PHR’s current work in Iraq is focused on training and preparing medical and non-medical professionals to investigate and prosecute international crimes, including acts of sexual violence.
In November 2018, PHR conducted an in-country multi-sectoral training for medical, legal, and law enforcement professionals. This ground-breaking training imparted the skills required to collect, document, preserve, and use forensic medical evidence of sexual violence and torture to support prosecutions of international crimes committed in northern Iraq. The training also helped create a network of professionals who understand how forensic medical evidence can support accountability for crimes, how to collect that evidence in ways that minimize survivor re-traumatization, and how to collaborate across the medical, investigative, and legal sectors.

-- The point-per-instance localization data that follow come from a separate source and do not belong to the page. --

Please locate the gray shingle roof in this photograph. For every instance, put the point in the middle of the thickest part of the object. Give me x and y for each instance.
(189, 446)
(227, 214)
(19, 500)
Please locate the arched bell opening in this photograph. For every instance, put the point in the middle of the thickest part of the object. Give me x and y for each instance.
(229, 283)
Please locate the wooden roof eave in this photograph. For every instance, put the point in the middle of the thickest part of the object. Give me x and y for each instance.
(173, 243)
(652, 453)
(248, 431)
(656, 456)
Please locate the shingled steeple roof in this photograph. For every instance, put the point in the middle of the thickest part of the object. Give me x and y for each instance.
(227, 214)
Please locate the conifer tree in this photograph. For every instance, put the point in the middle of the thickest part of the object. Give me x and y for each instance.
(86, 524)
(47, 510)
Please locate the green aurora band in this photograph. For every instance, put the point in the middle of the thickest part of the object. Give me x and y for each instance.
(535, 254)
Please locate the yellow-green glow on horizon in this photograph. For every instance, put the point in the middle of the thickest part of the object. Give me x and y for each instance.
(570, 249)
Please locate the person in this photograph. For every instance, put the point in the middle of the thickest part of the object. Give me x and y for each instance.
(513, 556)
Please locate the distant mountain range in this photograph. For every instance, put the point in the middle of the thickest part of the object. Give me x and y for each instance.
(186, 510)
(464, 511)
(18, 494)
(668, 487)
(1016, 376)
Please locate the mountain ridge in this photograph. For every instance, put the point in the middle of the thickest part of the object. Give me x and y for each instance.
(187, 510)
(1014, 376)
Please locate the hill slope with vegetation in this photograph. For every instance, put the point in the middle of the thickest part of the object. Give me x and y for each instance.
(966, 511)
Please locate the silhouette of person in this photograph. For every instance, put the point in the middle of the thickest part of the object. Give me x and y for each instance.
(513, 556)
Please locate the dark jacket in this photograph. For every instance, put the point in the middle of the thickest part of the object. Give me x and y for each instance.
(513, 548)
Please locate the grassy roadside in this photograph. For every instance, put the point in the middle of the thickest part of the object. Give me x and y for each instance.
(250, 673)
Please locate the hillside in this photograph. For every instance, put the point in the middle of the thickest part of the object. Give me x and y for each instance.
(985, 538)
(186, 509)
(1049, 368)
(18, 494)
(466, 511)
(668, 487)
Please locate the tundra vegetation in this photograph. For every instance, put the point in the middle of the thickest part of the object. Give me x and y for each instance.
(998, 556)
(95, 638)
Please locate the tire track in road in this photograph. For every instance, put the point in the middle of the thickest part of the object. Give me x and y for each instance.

Since July 2017, PHR has also conducted a series of webinars and in-country trainings and workshops on incorporating survivor-centered approaches when documenting forensic physical and psychological evidence of sexual violence and torture. This means ensuring that survivors are treated in a manner that preserves their dignity and secures justice and reparations, while avoiding re-traumatization.
PHR continues to support the documentation of crimes against the Yazidi people, who suffered brutal attacks by ISIS in 2014 in which thousands of men, women, boys, and girls were killed, forced into flight, or abducted, raped, and enslaved. We honored Dr. Nagham Nawzat Hasan for her work with Yazidi survivors at PHR’s 2018 gala.